Publié par Pini Schorderet Fabienne

La fumée du tabac qui s’échappe latéralement de la cigarette classique (courant secondaire) a une composition différente de la fumée de cigarette inhalée par les fumeurs, dite primaire. La composition de la fumée du tabac du courant secondaire est plus riche en monoxyde de carbone, oxyde d’azote, goudrons, benzène que celle qu’inhale le fumeur avec le courant primaire de la cigarette.
L’exposition passive à la fumée des cigarettes combustibles provoque :
un risque augmenté du cancer du poumon du non-fumeur
un risque augmenté d’accidents coronariens (angine de poitrine – infarctus)
une augmentation du risque d’infections respiratoires basses de l’enfant, d’otites récidivantes, de crise d’asthme, de retard de croissance intra-utérin, de petit poids de naissance et de mort subite du nourrisson (risque doublé).
Les aérosols générés par les inhalateurs augmentent en général la concentration en particules chimiques dans les environnements intérieurs (pollution intérieure). Des études effectuées à l'intérieur de voitures ont par exemple montré une augmentation de la concentration en nicotine, en propylène glycol, en composés organiques volatils et en particules ultrafines due au vapotage dans l’air intérieur de l’habitacle du véhicule (ref. Schober et al. Passive exposure to polluants from conventional cigarettes and new smoking devices (IQOS, e- cigarette) in passenger cars. Int J Hyg Environ Health, 2019)
Ces particules sont très petites et pénètrent donc plus facilement dans les poumons. On ne connaît pas encore les effets à long terme sur la santé de l'exposition passive à l'aérosol émis par des cigarettes électroniques. C'est pourquoi, les cigarettes électroniques ne devraient pas être consommées dans les espaces fermés accessibles au public ou servant de lieu de travail.

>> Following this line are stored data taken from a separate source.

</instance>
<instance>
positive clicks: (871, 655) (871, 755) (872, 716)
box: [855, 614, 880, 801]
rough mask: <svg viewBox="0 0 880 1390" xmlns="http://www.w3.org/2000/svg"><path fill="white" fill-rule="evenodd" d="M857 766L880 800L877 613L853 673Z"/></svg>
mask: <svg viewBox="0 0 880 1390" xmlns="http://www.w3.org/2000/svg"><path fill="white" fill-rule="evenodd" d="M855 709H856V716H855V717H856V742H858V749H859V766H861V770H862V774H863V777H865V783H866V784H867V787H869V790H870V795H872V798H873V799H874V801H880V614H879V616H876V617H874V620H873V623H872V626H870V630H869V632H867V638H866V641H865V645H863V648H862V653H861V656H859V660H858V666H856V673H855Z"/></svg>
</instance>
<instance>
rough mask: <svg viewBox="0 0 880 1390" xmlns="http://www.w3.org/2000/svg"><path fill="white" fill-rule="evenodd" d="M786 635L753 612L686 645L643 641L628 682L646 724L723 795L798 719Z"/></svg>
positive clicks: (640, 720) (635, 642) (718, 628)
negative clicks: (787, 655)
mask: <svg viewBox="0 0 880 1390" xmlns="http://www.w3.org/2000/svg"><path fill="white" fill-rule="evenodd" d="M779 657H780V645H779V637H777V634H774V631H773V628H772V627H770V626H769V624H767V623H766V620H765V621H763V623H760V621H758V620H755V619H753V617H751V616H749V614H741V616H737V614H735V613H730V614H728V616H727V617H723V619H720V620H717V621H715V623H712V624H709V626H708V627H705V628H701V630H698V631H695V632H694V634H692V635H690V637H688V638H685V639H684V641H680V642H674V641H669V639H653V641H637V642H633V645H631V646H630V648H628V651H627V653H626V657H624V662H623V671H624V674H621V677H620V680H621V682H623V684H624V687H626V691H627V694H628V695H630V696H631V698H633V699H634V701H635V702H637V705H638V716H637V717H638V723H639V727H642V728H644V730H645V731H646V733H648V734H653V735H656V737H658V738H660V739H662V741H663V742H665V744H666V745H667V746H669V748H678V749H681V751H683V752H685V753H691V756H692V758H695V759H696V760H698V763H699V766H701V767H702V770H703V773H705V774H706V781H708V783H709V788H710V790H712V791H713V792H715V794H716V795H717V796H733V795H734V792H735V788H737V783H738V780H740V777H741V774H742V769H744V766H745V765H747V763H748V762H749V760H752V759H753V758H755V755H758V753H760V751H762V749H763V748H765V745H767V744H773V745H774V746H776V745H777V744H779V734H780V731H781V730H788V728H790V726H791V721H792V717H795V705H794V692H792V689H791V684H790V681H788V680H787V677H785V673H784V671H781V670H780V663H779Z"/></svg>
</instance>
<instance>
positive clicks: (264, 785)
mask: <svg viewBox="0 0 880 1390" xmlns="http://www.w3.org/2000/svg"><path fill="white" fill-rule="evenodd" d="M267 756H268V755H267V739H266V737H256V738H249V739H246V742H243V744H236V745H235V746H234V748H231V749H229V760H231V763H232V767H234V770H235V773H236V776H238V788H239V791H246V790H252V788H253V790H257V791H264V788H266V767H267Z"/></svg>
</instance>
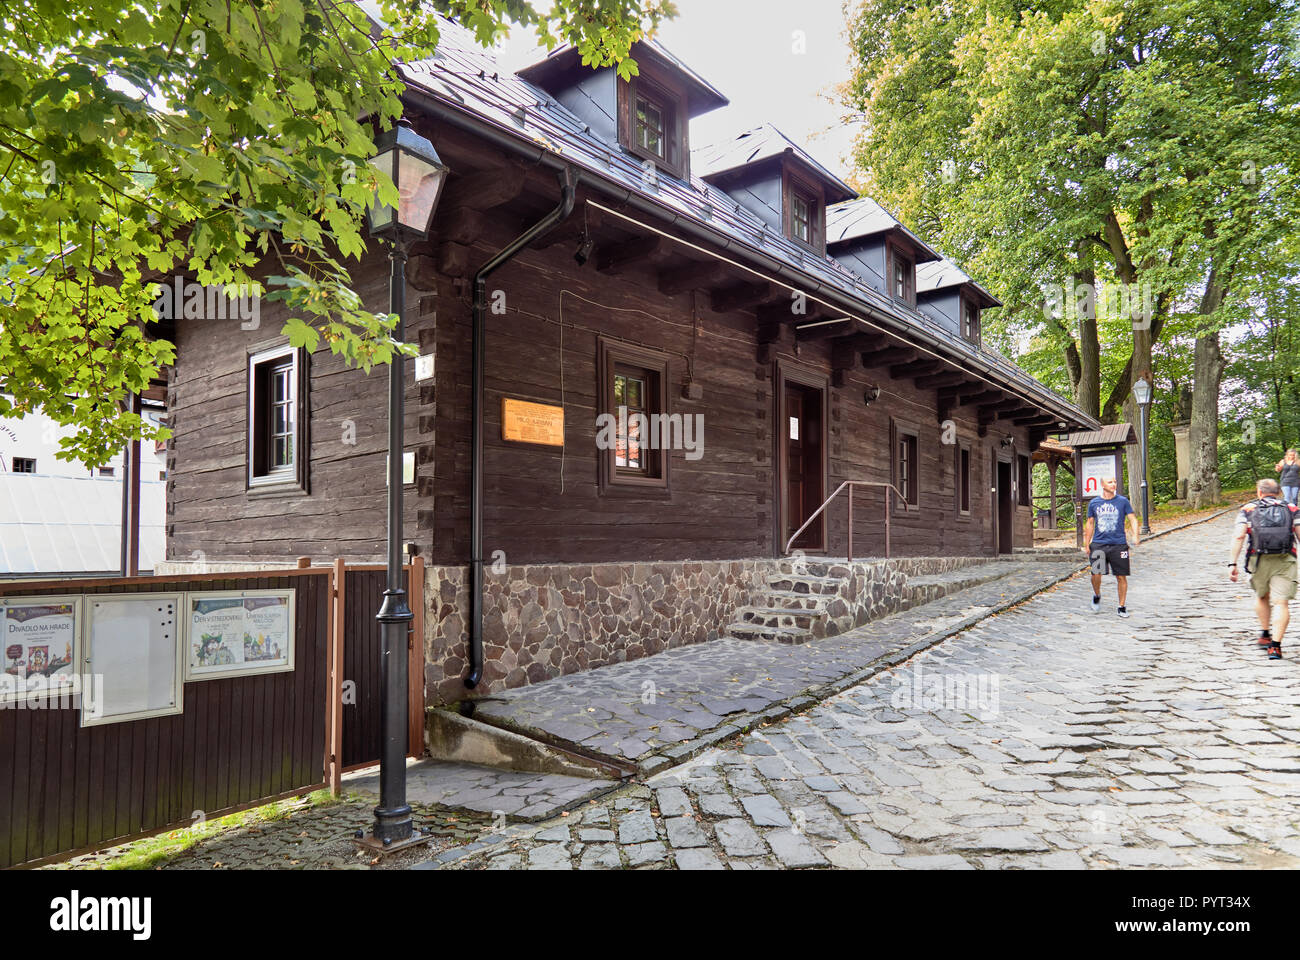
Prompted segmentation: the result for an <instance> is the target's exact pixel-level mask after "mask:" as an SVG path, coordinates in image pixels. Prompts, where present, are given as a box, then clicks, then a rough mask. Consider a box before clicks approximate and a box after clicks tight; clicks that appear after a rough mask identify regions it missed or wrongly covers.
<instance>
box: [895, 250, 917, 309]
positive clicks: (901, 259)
mask: <svg viewBox="0 0 1300 960" xmlns="http://www.w3.org/2000/svg"><path fill="white" fill-rule="evenodd" d="M889 295H891V297H893V298H894V299H896V300H902V302H904V303H911V304H915V303H917V264H915V263H913V259H911V258H910V256H907V255H906V254H905V252H902V251H901V250H900V248H898V247H897V246H894V245H892V243H891V245H889Z"/></svg>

Les produits du tabac à chauffer de l’industrie du tabac devrait systématiquement être soumis à la loi contre la fumée passive.
Des chercheurs de l’Institut de Santé au Travail (IST) et d' Unisanté ont démontré que le tabac chauffé émet de la fumée et relâche des composés toxiques présents également dans la fumée d’une cigarette conventionnelle (composés organiques volatils, hydrocarbures aromatiques polycycliques cancérigènes – benzène, formaldéhyde, nitrosamines spécifiques du tabac – et monoxyde de carbone). Bien que la concentration de la plupart de ces composés toxiques soit moins élevée que dans la fumée de la cigarette conventionnelle, les chercheurs ont trouvé la présence importante d’autres substances nocives telles que l’acroléin, une substance irritante majeure de la fumée de tabac. (1)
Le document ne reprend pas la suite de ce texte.